The number of derelict properties in Cape Breton Regional Municipality is slowly dropping while the number of building permits has stopped dropping.
Paul Burt, CBRM's manager of building, planning and licensing, said about 600 derelict homes needed to be torn down two years ago, but that is down to 480.
The municipality demolishes roughly 60 derelict houses a year but new properties are regularly added to the list.
Burt said the good news is that the number of building permits is on the upswing after 20 years of declines.
"We're really starting to sense ... maybe a little bit of a turnaround just on the horizon," he told Steve Sutherland of CBC's Information Morning Cape Breton.
Over the last two years, CBRM has demolished 262 houses, but issued 255 building permits.
"We're still slightly behind on demolitions versus new builds, but that gap, that number, is shrinking, and last year we did see a slight little blip increase in the number of permits from the year before, which was something new for us," Burt said.
"They've been pretty consistent over the years, the number, and have consistently gone down a little bit each year, so having them come up, even though it was a slight blip last year, we're hoping to see it come up again this year and now it becomes a bit of a trend."
Burt said there's a new sense of economic optimism, with the Nova Scotia Community College moving into downtown Sydney, provincial health-care construction coming soon and a huge influx of international students at Cape Breton University.

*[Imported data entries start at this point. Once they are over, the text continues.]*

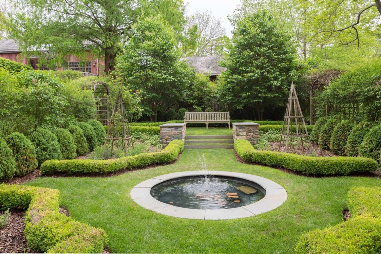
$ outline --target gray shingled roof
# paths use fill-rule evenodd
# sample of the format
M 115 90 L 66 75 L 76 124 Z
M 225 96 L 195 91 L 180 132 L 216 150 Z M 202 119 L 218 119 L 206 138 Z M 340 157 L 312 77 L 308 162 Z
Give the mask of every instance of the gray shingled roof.
M 10 52 L 21 52 L 19 44 L 11 39 L 0 40 L 0 53 Z
M 201 56 L 186 57 L 181 58 L 195 69 L 196 72 L 201 72 L 206 75 L 219 76 L 226 68 L 219 66 L 222 60 L 222 56 Z

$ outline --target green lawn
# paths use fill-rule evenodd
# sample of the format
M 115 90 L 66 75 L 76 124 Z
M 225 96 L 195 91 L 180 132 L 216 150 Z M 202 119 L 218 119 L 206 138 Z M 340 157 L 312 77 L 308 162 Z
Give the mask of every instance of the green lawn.
M 160 215 L 130 197 L 139 182 L 169 173 L 207 169 L 252 174 L 284 187 L 288 198 L 273 211 L 247 218 L 221 221 Z M 376 178 L 310 178 L 240 163 L 233 150 L 186 150 L 176 163 L 109 178 L 41 177 L 28 185 L 58 189 L 61 204 L 75 219 L 106 230 L 113 252 L 292 253 L 303 232 L 342 221 L 349 189 L 381 185 Z
M 226 128 L 186 128 L 186 135 L 233 135 L 232 129 Z

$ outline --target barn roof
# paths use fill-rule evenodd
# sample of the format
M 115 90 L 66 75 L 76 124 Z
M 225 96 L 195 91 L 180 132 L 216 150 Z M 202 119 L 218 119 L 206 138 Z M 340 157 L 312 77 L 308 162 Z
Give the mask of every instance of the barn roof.
M 12 39 L 0 40 L 0 53 L 21 52 L 19 44 Z
M 209 76 L 219 76 L 226 68 L 221 67 L 219 62 L 222 60 L 222 56 L 200 56 L 186 57 L 181 58 L 195 69 L 196 72 L 201 72 Z

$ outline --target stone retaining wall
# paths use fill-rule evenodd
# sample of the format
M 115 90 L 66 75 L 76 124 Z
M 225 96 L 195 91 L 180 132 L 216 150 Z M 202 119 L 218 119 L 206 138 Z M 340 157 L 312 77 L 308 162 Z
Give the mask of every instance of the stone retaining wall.
M 160 141 L 165 147 L 170 141 L 181 139 L 185 141 L 186 123 L 167 123 L 160 126 Z
M 259 124 L 255 123 L 233 123 L 233 137 L 234 140 L 246 139 L 255 145 L 259 138 Z

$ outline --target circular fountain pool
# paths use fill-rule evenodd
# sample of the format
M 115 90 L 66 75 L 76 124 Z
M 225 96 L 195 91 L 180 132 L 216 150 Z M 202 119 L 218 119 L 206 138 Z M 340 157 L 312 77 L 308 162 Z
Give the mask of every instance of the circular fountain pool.
M 263 177 L 212 171 L 157 176 L 135 186 L 131 196 L 158 213 L 197 219 L 250 217 L 275 209 L 287 198 L 282 186 Z

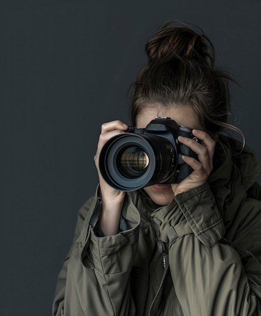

Students bringing families
Some of the students are bringing their families and they are buying properties and starting businesses, he said.
The municipality and the business community are also working hard to revitalize the downtown cores in CBRM communities, said Burt.
The municipality spends about $500,000 a year to demolish derelict homes and budgets $120,000 of that to cover the cost of demolitions that won't be recovered through property taxes.
Burt said there are no neighbourhoods that are immune to derelict properties, but some are worse than others.
They are mostly leftovers from the loss of the coal and steel industries.
"Most of our demolitions occur in the former industrial towns, with the decline or loss of industry," he said.
"We've developed a scoring sheet to assess the properties based on the risk, structural integrity, proximity to other buildings."
CBRM also considers which properties generate trespassing complaints, but the criteria are mostly objective, said Burt.
Properties back on tax roll
Some of the properties where houses are demolished also end up with new buildings on them, so the properties actually improve the tax roll, he said.
Despite signs of optimism, Burt said many Cape Bretoners are skeptical of suggestions the economy is turning the corner.
"I think we're starting to see a little bit of the fruit of our labours starting to pay off, but until we see shovels in the ground, I don't think people are going to get too excited around here."